Label Consistency: Inter-Annotator vs. Intra-Annotator Agreement
Date
Aug 22, 2025
Author
Elsie Piao
In supervised learning, your model is only as good as your labels. But ground truth isn’t always absolute; it depends on how consistently humans apply labeling guidelines. Two key measures capture this: inter-annotator agreement and intra-annotator agreement.
Inter-Annotator Agreement
Inter-annotator agreement measures how much different annotators agree with each other. If multiple people label the same sample, do they reach the same conclusion?
High agreement suggests clear guidelines and an unambiguous task.
Low agreement often means either the task is inherently subjective (e.g., sentiment labeling) or the instructions aren’t specific enough.
Common metrics: Cohen’s kappa, Fleiss’ kappa, Krippendorff’s alpha.
Intra-Annotator Agreement
This measures how consistently a single annotator labels over time. If you give the same person the same sample twice, do they respond the same way?
High agreement shows that the annotator is applying criteria reliably.
Low agreement suggests fatigue, confusion, or unclear task definitions.
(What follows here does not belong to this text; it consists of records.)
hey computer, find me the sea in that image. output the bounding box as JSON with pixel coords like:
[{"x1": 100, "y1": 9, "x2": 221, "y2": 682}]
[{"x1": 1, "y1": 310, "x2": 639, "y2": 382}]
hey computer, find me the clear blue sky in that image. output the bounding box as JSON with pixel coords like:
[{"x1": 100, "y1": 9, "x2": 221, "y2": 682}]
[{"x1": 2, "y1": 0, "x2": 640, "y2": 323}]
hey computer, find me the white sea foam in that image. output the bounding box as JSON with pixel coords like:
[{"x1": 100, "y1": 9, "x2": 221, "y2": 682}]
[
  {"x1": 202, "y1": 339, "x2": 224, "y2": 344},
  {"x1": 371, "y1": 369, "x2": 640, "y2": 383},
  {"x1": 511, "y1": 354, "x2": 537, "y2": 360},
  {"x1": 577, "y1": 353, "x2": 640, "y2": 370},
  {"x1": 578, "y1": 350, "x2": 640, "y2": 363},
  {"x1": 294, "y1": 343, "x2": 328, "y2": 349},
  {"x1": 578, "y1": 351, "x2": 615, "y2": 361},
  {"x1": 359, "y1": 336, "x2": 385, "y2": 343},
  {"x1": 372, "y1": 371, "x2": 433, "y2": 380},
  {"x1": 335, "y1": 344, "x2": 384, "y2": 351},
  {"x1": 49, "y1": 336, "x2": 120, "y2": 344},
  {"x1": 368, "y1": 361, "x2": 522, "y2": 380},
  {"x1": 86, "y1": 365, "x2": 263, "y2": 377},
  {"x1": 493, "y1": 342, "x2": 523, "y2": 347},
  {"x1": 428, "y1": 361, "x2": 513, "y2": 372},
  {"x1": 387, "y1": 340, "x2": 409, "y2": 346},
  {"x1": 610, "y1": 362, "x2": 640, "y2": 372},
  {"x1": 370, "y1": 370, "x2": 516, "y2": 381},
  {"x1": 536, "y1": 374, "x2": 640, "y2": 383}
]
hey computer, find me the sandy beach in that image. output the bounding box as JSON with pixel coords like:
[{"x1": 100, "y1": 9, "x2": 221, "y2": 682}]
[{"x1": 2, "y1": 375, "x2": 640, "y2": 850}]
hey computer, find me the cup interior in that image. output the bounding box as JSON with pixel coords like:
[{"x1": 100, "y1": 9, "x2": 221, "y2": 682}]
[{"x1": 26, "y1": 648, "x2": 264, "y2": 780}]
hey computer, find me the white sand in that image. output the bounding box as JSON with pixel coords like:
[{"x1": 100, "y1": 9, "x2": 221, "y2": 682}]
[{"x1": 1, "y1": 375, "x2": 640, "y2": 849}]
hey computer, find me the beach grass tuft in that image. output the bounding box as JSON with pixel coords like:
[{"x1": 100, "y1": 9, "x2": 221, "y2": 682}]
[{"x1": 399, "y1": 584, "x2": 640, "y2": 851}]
Intra-annotator agreement is less often reported, but it can expose issues like drifting interpretations or inconsistent training of annotators.
Why Both Matter
Inter-annotator agreement tells you about consensus across people. Intra-annotator agreement tells you about consistency within a person. Together, they provide a fuller picture of label reliability.
If both are low: the labeling task itself may be ill-posed.
If intra is high but inter is low: annotators are consistent but disagree. You may need clearer definitions.
If inter is high but intra is low: annotators can align as a group, but some individuals are unreliable. Better training or quality control may help.
Label consistency is a foundational quality check in dataset creation. Inter-annotator and intra-annotator agreement directly determine whether your labels represent a trustworthy ground truth, or just a noisy consensus.